All of them speak either Marathi or Kannada now, depending on whether they live in Ajra in Maharashtra or just across the state border in Karnataka, where most of the families are farmers. But in their homes and amongst themselves, most still speak Konkani and regularly visit their ancestral temples and churches here in Goa. Before the trek, women come together to clean rice and then beat it into puff to be carried for the four-day journey.
“In fact the entire pilgrimage is one of the best examples of enculturation and communal harmony, with all the pilgrims walking together with one aim in mind, singing bhajans (traditional prayers) and praying along the way for the four whole days that they are walking to Goa,” Father Monteiro said.
The four-day walk to Goa is not unlike a religious and cultural tradition called the wari, where millions of devotees of Lord Vitthal walk to holy city of Pandharpura in central Maharashtra from across the state to pay tributes to the deity.

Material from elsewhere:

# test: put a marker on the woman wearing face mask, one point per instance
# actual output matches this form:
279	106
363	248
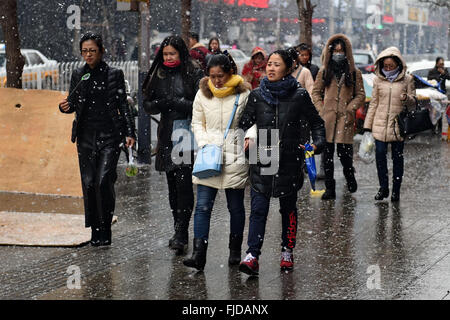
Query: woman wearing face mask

The Bardeshkar tradition is today maintained by the Goa Jesuit missions who run these parishes and were among the first to evangelize these areas, Father Monteiro said. But the pilgrimage is not just a jolly trek. Logistics can be complicated.
“Today, we have to carry around 200 kilos of rice, dal, almost 50 kilos of beaten rice just to feed ourselves. This despite there being families who continue to regularly feed and shelter us (along the way) despite this group getting bigger and bigger by the day,” Father Monteiro said.
Water does not need to be carried along, Indian roads are still benevolent enough to allow a thirsty pilgrim a sip of water, the priest said.
The pilgrims have six fixed road stops along the journey, where they rest for the night and during the afternoons, either in government schools, village open spaces, temples and even private homes.
“But the most difficult (part) is the walking. It is for four continuous days. There are many who do not make it and return by bus,” Aaron D’Souza, a veteran of two pilgrimages, told Streets. Joseph Nazareth, another regular pilgrim from Ajra, says that it takes time for unaccustomed feet to develop blisters.
“When walking on the second day my feet developed blisters and I felt that I should give them rest. But then, looking at the resolve of the elders who seem unaffected by the distance they have walked, I too was encouraged to carry on walking,” Joseph says.
But if you thought blisters were all bad news, think again.
They are like holy mementos to Christu Bandekar, who regularly walks to Goa with his family for the December 3 feast.
“It is a very spiritual experience. It is penance as well as an identification with the life of St Francis Xavier. Francis Xavier, too, wherever he went, went on foot, ignoring frost bites and other maladies to spread the word of God. This is our form of imitation,” he says.
As Streets spoke to them, the Bardeshkars were readying for their pilgrimage. Their bundles were packed and the rice cleaned and ready.
Four centuries have passed, to be sure. But Bardez still calls.